しかしそのどれも、草野がしていたものとは微妙に違うようだ。

 草野のものより、少しだけ大きい気がする。

「この人たち、なんなの?」
「……俺に聞くなよ」
「そうだね。……どうでもいいけどさ、この道って」
「ああ。デパートへまっしぐらだな」
「まるで、私たちを追い込んでるみたい」
ユキナが言う。
 おそらく、まるで、ではなく確実に追い込んでいるのだろう。
「きっと、まとめて殺すつもりなんだろ」
「そんな!みんなに教えなきゃ」
ユキナはそう言って近くのまだ若い男に話しかけた。
しかし、彼はまったく耳を貸そうとしない。

彼だけではない。

誰もが皆、ユキナの声を無視して走り続ける。
よく耳を澄ませてみると、皆がブツブツと何か言っている。
「止まれない。

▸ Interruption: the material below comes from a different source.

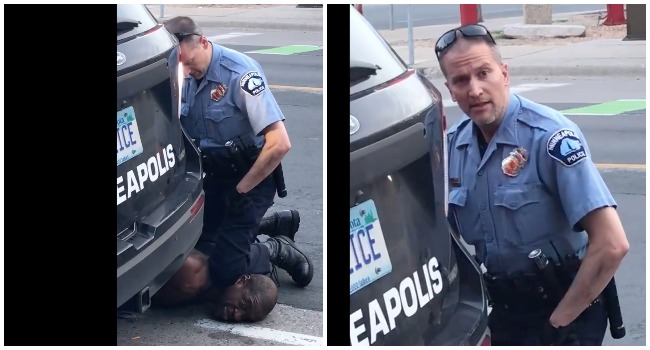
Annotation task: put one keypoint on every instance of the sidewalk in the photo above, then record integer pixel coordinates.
(280, 17)
(599, 57)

走らなきゃ。死にたくない」
この言葉を繰り返し呟いているのだ。
「なんだ?どういう意味だ?」
「わかんないよ。ねえ、どうすんの?このままじゃ……」
「俺たちもデパート行きだな」
ユウゴがそう言った時、前方で再び爆発が起こった。

そして、二度、三度。

複数回、小さな爆発が連続する。
さらなる悲鳴が広まった。
だんだん細い煙の筋が近づいてくる。
「……げっ!」
 煙の下には同じように体の下半分がなくなった遺体が何体か転がっていた。